Перехожу прямо к вопросу о психической свободе, или, как у нас принято называть ее, о произвольности {Здесь позвольте мне придраться к слову. Willkrlich (в противоположность к nothwendig), мы вообще передаем словом произвольный, которое тут решительно не у места, так как оно имеет другой оттенок, заключая в себе, кроме понятия невынужденности, еще и понятие противозаконности или антинормальности. Противникам свободы такое отождествление ее с произволом в слове очень с руки, ибо приучает исподволь к отождествлению самих понятий, но для сторонников свободы это крайне неудобно. Нужно бы, для противопоставления необходимости, подобрать термин, соответствующий латинскому spontaneus, qui fil sponte sua. Если почему-либо находят, что слово свобода для этого не годится, то остается прибегать к составным, присовокупляя кдругим словам слово само. Например, willkrliche Zeugung (generatio aequivoca) вполне передается словами: самозачатие или самозарождение. Почему бы не ввести вместо: способность произвольно выбирать или вызывать в себе побуждения — способность самопобуждения, вместо: способность произвольно себя настраивать — способность самонастроения и т. д. Наша читающая публика скоро бы к этому привыкла. То ли еще она переваривает! (Прим. Ю.Ф. Самарина).}. Вы очень верно поняли и определили его важность. Действительно, в произвольности (я уж буду придерживаться принятой терминологии) заключается условие самостоятельности психической жизни и характерный ее признак, так что если б удалось материалистам ее wegzudemonstriren, то психическая жизнь окончательно слилась бы с физическою, и между психологиею и физиологиею установилось бы такое же отношение, какое существовало между алхимиею и химиею, пока первая совсем не исчезла.
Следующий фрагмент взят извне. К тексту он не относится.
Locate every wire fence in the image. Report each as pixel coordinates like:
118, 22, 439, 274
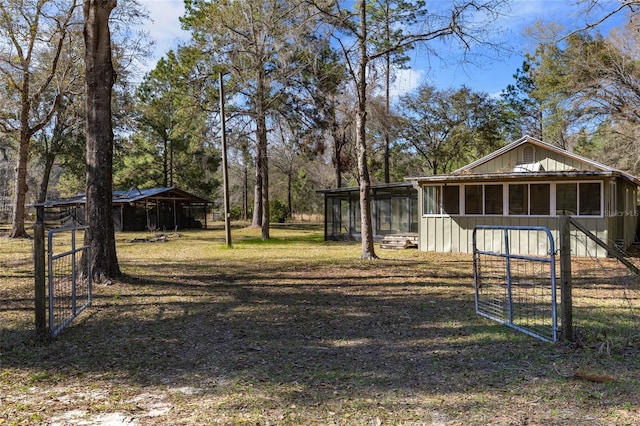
571, 227, 640, 354
48, 226, 91, 336
473, 226, 558, 342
Ваша глава VII, посвященная этому вопросу, на мой взгляд, есть самая лучшая по тонкости анализа, по глубине и верности многих отдельных мыслей (особенно в отрицательной части), и в то же время самая неудовлетворительная в положительных результатах, на которых вы остановились. По внимательном, неоднократном ее прочтении, я все-таки остаюсь в недоумении: признаете ли вы произвольность в действиях или нет? Вижу только, что вам было бы крайне тяжело от нее отказаться.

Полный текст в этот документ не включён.